## Falcon Minerals Completes Major Merger: Transformation into Sitio Royalties Corp Officially Approved



Falcon Minerals Corporation (NASDAQ: FLMN) has reached a significant milestone as stockholders voted to greenlight the long-anticipated merger with Desert Peak Minerals. The shareholder approval, delivered during a special meeting on June 3, 2022, clears the path for the combined entity to operate under a fresh identity and simplified capital structure.

**Corporate Restructuring Takes Effect**

The approval triggered an immediate corporate transformation. Effective June 3, 2022, Falcon filed amendments to its Certificate of Incorporation with Delaware authorities, officially rebranding the company as Sitio Royalties Corp. The restructuring included concurrent actions on the equity side—both the Class A and Class C common stock underwent a four-to-one reverse stock split, consolidating four existing shares into one new share for each class.

**What the Reverse Stock Split Means for Investors**

For FLMN stock holders, the reverse split maintains their proportional ownership without requiring any action on their part. The operation combines shares seamlessly: every four Class A or Class C shares outstanding automatically become one post-split share. Warrant holders experienced corresponding adjustments, with exercise prices rising from $11.21 to $44.84 per share to reflect the new structure. No fractional shares were issued; instead, cash was distributed to Class C stockholders for fractional positions, while Class A fractional shares were consolidated and sold at market rates, with proceeds returned pro rata.

Continental Stock Transfer & Trust Company managed the technical logistics as the transfer agent for all shareholders holding book-entry shares.

**Exchange Transition and New Trading Identity**

The combined company's Class A common stock began trading under the new ticker symbol "STR" on Nasdaq starting June 6, 2022, under the Sitio Royalties Corp. name. The warrant symbol switched to "STRDW" on the same date. The CUSIP numbers were updated accordingly: Class A common received 82982V 101, while warrants took on 82982V 119.

However, this Nasdaq listing proved temporary. With the merger expected to close on June 7, 2022, plans immediately shifted the listings upward. By mid-June 2022, both the stock and warrants transitioned to the New York Stock Exchange and NYSE American, respectively. The Class A shares retained the "STR" ticker on NYSE, while warrants began trading as "STR WS." Following this migration, Sitio Royalties delisted from Nasdaq—the warrants no longer met Nasdaq's initial listing requirements.

**Board Appointments and Governance**

Stockholders also approved three new Class II directors: William D. Anderson, Mark C. Henle, and Adam M. Jenkins, who assumed their board seats immediately and will serve through the merger's effective date.

**About the Combined Entity**

Falcon brought to the merger a portfolio spanning oil-weighted mineral rights across multiple shale formations. The company held interests in over 21,000 net royalty acres in the Eagle Ford Shale and Austin Chalk across Texas counties (Karnes, DeWitt, Gonzales), plus additional positions exceeding 12,000 net royalty acres in the Marcellus Shale across Pennsylvania, Ohio, and West Virginia.
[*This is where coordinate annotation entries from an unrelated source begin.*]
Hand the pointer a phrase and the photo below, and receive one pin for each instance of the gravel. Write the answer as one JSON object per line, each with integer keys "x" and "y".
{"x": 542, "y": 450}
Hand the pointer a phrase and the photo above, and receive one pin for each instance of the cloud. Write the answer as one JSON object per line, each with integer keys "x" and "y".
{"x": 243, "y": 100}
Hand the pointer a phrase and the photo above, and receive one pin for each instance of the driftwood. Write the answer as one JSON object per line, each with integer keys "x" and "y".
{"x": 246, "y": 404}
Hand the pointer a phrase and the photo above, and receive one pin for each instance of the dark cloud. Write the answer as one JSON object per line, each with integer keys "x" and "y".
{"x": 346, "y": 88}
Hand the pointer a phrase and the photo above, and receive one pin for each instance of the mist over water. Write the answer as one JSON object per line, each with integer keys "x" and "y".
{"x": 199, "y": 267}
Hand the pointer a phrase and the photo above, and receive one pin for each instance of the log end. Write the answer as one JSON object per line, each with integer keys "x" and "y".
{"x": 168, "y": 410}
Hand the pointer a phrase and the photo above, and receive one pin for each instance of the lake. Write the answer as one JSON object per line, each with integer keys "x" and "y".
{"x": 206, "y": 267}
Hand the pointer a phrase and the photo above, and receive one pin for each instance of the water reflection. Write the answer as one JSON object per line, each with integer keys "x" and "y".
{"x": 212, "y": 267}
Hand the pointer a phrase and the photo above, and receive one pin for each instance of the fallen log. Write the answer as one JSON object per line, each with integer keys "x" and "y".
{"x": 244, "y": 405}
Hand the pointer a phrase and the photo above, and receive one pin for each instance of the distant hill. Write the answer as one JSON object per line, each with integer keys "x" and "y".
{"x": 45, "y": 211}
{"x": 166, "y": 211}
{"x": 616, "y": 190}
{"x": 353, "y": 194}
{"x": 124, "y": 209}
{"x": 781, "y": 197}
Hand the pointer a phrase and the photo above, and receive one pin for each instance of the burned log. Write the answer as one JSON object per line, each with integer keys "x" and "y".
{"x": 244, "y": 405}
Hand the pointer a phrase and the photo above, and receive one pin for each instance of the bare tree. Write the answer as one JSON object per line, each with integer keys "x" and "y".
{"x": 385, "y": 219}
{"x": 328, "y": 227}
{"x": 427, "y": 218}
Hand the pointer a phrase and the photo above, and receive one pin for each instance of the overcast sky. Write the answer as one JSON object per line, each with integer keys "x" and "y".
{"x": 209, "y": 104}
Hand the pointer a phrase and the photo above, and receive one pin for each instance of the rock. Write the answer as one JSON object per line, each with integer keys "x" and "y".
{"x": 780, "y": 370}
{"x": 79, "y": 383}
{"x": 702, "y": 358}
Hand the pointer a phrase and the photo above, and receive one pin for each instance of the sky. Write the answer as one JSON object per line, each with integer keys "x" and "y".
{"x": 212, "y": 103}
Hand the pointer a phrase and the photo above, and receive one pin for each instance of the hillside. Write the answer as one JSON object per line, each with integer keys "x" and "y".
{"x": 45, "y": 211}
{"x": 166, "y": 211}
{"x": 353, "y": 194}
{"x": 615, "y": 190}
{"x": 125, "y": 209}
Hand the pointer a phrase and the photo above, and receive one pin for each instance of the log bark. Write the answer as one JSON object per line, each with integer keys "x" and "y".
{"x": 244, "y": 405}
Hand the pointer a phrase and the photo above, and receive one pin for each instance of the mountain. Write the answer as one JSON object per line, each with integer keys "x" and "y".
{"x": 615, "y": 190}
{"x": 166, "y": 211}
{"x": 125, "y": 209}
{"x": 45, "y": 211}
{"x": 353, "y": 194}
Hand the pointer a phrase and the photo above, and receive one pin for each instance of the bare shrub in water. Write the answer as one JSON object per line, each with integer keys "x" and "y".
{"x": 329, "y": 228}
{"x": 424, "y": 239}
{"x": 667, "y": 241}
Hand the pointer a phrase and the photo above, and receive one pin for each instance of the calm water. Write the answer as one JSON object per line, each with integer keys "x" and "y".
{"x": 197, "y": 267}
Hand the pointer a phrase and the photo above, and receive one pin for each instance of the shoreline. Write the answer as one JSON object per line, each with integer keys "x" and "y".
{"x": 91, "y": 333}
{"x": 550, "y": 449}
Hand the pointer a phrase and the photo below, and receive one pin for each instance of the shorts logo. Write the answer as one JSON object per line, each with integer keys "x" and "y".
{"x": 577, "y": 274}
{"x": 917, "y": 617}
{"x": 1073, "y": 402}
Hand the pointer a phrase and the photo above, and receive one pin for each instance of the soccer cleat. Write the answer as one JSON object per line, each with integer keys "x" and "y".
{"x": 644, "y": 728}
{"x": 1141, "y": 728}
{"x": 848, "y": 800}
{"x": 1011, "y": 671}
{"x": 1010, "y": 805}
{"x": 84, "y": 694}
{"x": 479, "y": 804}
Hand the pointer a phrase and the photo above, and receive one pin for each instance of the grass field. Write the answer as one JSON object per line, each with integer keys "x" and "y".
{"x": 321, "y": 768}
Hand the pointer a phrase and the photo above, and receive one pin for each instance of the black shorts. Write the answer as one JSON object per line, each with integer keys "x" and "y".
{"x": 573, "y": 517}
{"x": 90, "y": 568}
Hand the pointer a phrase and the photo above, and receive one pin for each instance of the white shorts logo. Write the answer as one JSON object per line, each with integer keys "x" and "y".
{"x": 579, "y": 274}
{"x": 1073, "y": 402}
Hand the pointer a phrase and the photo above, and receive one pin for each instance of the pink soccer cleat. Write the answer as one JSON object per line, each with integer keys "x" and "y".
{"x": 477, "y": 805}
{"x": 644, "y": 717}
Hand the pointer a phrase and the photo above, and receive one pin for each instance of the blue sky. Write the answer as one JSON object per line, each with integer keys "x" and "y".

Desert Peak, established by Kimmeridge—a private investment firm specializing in energy solutions—contributed a substantial Permian Basin footprint. The firm had amassed over 105,000 net royalty acres (normalized to 1/8th royalty equivalent) through more than 180 strategic acquisitions, positioning the combined company as a significant player in premium mineral and royalty assets with strong cash generation potential.